First there was the downer we discussed yesterday, which was all about how Prada refused to design for non-model extras as the costume designer of the Met’s production of Attila. Bah and humbug and, as you may recall, suck it.

Then there was the bit about Mark Fast scoring a line with Topshop.  Fast, if you’ll recall, was the young buck who used to make his clothes only in one size but who sent down three plus-sized models the runway for Spring 2010, causing two of his stylists to quit.

Mark Fast

I very much Do Not Love his clothes, but I love Mr Fast for using plus size models as models, not as tokens in his ultra-shredded sexpot show.

Then there was a note –and this is the most hopeful of all– about how models like Lara Stone (a size 4 sometimes 6) and Catherine McNeil –who has been getting a lot of flack for gaining weight and now looks to be a size 4– are getting tons and tons of work as the trend swings away from stick-thin and back to merely very slim.

Catherine McNeil by Patrick Demarchelier

According to

“If McNeil, Stone, and Gemma Ward—another reemerging catwalker dealing with negative body-image hype—were the new prototypes for healthier-looking models, we’d be much relieved. For now, there’s always Crystal Renn.”

This is exciting. This is REALLY exciting. Because one size 12 model in a lineup of thirty double-naughts is a gimmick, this is CHANGE. If we can get back to where a size 6 is model-normal, then maybe a size 12 model won’t seem so out of the ordinary. Maybe young girls won’t be so likely to develop eating disorders to starve themselves into a shape they’ll never EVER naturally be.  We’ve been in Waif World for about 15 years now –remember when Kate Moss was the thinnest model on the runway?– and there’s a change in the air. Whee!

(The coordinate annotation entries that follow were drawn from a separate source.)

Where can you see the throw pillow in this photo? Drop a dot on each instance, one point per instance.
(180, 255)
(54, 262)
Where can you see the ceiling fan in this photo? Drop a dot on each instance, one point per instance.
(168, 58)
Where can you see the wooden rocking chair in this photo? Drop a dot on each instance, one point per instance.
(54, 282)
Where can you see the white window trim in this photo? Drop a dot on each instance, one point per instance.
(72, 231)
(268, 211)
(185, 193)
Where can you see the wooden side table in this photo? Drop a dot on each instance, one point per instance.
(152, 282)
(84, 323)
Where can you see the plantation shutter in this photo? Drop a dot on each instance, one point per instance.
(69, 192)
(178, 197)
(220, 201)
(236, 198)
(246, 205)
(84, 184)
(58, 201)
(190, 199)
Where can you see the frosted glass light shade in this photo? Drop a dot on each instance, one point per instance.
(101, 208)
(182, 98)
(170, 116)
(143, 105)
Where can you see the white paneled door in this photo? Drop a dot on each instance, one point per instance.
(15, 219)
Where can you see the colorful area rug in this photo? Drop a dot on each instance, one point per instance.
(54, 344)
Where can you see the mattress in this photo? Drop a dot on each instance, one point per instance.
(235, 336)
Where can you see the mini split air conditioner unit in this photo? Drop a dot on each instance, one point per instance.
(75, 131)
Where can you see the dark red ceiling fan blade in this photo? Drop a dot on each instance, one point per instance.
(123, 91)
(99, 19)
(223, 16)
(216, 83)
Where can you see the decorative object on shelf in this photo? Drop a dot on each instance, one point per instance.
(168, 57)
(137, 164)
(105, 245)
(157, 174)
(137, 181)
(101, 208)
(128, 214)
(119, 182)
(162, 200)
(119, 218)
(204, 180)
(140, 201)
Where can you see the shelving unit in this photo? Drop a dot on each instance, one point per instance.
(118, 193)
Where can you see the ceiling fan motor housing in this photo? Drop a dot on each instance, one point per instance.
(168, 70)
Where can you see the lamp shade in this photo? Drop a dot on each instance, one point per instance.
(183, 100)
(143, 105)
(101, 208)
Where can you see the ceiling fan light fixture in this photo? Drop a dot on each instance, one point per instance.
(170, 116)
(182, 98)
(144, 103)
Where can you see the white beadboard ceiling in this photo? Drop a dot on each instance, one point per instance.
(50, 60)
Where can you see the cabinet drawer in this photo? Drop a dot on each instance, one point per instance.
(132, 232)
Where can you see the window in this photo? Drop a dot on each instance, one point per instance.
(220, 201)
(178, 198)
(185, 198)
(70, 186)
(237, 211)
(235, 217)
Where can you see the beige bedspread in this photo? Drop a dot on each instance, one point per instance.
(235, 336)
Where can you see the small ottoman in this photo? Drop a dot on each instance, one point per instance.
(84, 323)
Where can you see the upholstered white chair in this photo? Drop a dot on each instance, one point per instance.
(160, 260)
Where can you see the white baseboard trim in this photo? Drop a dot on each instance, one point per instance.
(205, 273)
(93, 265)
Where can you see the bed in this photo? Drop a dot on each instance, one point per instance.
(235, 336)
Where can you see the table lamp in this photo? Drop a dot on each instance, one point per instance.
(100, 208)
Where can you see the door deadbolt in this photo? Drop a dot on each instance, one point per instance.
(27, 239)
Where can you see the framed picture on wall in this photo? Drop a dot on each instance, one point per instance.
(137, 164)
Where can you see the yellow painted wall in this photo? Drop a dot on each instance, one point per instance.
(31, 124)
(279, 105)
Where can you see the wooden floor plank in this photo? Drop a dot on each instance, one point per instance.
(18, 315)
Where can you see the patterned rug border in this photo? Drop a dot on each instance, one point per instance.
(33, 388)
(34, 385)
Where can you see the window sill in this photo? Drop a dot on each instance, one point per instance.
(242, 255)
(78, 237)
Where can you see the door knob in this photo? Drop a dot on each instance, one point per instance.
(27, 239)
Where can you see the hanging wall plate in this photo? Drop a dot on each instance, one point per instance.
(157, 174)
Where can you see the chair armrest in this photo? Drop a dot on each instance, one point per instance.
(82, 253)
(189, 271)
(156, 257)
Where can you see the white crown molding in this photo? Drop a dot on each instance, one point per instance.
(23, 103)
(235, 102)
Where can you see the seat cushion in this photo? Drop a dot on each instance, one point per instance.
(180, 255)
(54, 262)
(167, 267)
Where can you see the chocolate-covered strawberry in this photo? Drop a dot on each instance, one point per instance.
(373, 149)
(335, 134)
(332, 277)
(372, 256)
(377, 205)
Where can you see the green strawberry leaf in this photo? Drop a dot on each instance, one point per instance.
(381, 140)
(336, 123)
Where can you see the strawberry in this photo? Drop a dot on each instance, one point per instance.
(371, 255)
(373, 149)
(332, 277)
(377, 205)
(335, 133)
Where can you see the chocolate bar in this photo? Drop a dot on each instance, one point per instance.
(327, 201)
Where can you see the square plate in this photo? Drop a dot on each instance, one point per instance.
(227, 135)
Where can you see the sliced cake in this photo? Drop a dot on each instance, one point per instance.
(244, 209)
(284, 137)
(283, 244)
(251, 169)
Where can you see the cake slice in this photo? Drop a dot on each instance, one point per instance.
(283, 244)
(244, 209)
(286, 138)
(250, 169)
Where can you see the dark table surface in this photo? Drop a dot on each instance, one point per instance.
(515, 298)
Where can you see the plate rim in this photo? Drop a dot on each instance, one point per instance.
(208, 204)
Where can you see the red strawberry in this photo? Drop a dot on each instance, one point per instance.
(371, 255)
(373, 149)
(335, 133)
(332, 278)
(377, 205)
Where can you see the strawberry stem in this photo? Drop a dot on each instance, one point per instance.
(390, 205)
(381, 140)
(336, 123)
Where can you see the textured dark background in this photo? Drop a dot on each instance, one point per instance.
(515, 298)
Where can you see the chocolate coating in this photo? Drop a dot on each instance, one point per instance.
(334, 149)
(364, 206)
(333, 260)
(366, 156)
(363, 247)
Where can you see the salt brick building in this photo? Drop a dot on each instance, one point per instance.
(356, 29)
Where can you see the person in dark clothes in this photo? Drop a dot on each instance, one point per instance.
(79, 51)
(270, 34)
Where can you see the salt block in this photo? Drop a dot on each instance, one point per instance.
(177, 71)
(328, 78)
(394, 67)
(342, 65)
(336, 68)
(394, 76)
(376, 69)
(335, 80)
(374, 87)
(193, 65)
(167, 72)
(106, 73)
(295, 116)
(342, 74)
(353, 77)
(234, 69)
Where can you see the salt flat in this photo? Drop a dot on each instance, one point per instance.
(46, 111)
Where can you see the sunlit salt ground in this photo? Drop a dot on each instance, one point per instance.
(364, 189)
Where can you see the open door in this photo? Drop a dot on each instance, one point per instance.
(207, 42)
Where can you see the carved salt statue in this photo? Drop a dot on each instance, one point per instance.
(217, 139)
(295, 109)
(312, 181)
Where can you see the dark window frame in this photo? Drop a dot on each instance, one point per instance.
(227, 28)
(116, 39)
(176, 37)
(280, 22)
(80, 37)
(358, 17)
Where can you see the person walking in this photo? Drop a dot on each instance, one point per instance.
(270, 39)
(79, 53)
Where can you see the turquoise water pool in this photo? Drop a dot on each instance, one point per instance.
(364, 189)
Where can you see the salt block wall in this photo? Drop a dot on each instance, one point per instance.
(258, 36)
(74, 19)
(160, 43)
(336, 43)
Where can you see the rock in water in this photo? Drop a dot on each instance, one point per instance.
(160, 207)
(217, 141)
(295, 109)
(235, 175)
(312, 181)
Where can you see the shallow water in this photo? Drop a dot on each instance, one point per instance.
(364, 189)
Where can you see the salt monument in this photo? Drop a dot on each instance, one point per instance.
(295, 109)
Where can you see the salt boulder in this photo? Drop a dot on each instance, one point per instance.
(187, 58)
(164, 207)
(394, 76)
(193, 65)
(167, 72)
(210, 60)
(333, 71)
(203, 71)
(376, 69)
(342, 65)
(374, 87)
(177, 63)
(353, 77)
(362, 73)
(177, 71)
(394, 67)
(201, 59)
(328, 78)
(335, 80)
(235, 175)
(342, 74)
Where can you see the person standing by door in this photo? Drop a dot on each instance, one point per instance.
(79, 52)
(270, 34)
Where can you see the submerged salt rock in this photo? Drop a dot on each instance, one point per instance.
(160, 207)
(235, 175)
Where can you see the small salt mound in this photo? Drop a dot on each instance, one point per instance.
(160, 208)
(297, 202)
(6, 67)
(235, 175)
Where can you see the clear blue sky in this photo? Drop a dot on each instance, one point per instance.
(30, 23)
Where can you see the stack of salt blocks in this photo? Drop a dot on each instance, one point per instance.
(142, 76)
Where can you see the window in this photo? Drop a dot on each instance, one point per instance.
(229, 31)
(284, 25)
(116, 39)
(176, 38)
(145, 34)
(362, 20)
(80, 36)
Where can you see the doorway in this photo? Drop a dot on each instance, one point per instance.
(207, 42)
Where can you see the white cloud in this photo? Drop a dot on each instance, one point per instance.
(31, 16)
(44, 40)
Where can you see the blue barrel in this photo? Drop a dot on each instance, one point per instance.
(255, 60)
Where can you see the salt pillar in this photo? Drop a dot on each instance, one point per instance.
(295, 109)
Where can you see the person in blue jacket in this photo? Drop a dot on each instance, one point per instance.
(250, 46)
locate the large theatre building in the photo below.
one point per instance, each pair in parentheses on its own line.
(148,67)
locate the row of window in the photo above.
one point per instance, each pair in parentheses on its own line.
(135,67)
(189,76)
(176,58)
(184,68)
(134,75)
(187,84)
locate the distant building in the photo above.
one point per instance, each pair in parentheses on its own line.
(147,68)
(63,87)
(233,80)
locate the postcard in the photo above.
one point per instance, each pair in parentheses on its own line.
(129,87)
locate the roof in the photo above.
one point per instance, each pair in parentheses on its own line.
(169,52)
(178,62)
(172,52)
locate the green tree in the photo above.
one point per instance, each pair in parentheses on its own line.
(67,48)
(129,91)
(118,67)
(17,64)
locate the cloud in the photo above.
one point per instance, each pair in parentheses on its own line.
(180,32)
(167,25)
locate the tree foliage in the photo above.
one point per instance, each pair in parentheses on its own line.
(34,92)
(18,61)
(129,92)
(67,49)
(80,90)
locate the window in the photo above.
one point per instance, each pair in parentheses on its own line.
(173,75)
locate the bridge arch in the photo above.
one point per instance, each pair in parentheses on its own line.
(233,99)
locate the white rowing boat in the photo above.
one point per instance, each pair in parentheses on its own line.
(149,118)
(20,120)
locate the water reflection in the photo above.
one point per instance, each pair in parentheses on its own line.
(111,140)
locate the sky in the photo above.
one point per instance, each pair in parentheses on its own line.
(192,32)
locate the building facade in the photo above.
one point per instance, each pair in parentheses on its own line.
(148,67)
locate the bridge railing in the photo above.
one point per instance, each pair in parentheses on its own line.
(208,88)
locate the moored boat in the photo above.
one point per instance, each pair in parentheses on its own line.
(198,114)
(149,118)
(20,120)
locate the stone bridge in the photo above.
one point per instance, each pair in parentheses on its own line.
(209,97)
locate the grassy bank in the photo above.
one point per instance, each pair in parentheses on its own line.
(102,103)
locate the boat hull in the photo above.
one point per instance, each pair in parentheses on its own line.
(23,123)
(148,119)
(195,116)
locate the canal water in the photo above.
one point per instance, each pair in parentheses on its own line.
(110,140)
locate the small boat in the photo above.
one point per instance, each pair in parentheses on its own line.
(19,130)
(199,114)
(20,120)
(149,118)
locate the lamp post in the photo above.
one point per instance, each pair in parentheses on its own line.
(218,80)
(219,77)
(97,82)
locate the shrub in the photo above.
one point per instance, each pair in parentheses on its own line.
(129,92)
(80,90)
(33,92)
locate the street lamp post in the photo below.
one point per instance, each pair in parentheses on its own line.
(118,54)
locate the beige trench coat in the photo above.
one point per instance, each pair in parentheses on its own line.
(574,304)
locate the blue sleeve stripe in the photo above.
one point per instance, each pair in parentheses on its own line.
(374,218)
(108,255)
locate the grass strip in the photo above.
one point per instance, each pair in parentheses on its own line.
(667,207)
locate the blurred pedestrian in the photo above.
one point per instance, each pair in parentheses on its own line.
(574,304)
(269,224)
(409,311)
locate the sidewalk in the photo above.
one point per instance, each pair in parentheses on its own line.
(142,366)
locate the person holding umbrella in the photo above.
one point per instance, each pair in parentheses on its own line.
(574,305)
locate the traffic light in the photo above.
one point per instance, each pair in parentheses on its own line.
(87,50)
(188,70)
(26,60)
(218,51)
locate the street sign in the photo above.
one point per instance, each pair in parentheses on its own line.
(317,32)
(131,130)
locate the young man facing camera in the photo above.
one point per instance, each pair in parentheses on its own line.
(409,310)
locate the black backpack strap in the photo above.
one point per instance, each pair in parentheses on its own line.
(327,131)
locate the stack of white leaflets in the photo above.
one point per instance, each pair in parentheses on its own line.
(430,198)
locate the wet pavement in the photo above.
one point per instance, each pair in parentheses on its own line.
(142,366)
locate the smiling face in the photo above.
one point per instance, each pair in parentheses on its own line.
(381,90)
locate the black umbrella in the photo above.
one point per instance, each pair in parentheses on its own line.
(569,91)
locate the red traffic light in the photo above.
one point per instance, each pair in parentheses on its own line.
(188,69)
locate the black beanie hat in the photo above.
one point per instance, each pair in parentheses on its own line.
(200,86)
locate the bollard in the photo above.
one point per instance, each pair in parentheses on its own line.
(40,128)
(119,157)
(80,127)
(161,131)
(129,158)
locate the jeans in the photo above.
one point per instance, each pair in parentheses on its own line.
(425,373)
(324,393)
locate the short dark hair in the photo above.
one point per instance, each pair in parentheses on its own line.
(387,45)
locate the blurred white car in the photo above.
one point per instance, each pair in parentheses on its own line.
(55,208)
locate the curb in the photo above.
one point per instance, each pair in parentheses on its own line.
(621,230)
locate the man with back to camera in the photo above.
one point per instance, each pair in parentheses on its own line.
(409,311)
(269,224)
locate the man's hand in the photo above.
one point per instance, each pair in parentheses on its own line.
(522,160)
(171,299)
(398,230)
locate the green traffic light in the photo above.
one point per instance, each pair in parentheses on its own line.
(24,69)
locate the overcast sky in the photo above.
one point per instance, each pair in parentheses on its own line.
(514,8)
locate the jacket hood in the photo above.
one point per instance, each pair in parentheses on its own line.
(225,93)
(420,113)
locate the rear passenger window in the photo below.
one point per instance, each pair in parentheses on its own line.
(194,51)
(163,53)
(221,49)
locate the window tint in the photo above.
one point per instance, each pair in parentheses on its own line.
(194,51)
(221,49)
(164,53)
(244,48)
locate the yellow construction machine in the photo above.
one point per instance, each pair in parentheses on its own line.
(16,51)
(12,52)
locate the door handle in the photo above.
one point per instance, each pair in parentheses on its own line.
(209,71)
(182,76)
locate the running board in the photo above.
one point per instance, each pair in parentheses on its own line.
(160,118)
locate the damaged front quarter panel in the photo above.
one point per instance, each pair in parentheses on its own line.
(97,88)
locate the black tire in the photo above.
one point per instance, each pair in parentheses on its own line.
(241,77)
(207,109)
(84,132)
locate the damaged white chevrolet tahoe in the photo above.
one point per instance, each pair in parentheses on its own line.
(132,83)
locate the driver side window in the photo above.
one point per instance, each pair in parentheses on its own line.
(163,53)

  1. That girl in the photo may be “plus-sized”, but she still looks sad. Why can’t models look happy instead of like druggies? Are they the ones inspiring teenagers to look “angstier-than-thou”? If being happy is uncool, then I’m so thankful to be uncool!

    Comment by wildflower — January 8, 2010 @ 3:12 pm

  2. wildflower, maybe if bigger models become a new trend, so will expressions less indicative of indigestion.*

    *This is not to say that thin women are automatically prone to huge amounts of gastric distress, but that since the two have been paired on the runway for so long, change in one aesthetic might lead to some change in the other.

    Comment by Twistie — January 8, 2010 @ 3:49 pm

  3. Today, Neil Cavuto of Fox Business News interviewed a successful plus size model who is a size 16. She agreed that the trends seem to be shifting.

    Comment by annie — January 8, 2010 @ 9:15 pm

  4. Yay! Have you seen Crystal Renn’s editorial for Elle Canada’s issue this month?
    She’s the star of the editorial, wearing incredible clothes, with not a peep in the copy (or the issue, for that matter) about her size or shape. It’s just the fashion section of the magazine, with good clothes and a great model, and some of the best stylists’ work around. It’s just so pretty–and such a good example of how it should be done.


    Comment by ChaChaHeels — January 8, 2010 @ 10:49 pm

  5. (posted before I was finished)

    I love all the good reasons to believe a change is coming after all.

    Comment by ChaChaHeels — January 8, 2010 @ 10:53 pm

  6. I love Ellen Degeneres’ Cover Girl commercial “Why do models always look so mad? Maybe it’s because their makeup is so expensive!”

    I’d have that expression on my face if some designer made me wear that dress, too. But a job is job, and you really ought to throw your shoulders back and stomp it out as Plumcake would say. She’s hunched over which isn’t doing the presentation any good. And she needs some better makeup.

    Comment by Lisa — January 10, 2010 @ 9:14 pm

  7. I’m so happy to be reading this development. I am hoping for the best. That society’s standard of beauty will be more diverse and healthy.

    Comment by All Women Stalker — January 10, 2010 @ 9:40 pm

  8. Glamour did the same kind of thing this month (albeit with the ubiquitous Crystal Renn) — a fashion spread that made absolutely no mention of the model’s size, and didn’t contain any “Look at how PROGRESSIVE we are, Mom!” back-patting.

    Comment by La Petite Acadienne — January 12, 2010 @ 10:28 am

  9. La Petite: Now if only Glamour could stop the hellacious enskinnying photoshopping on the covers!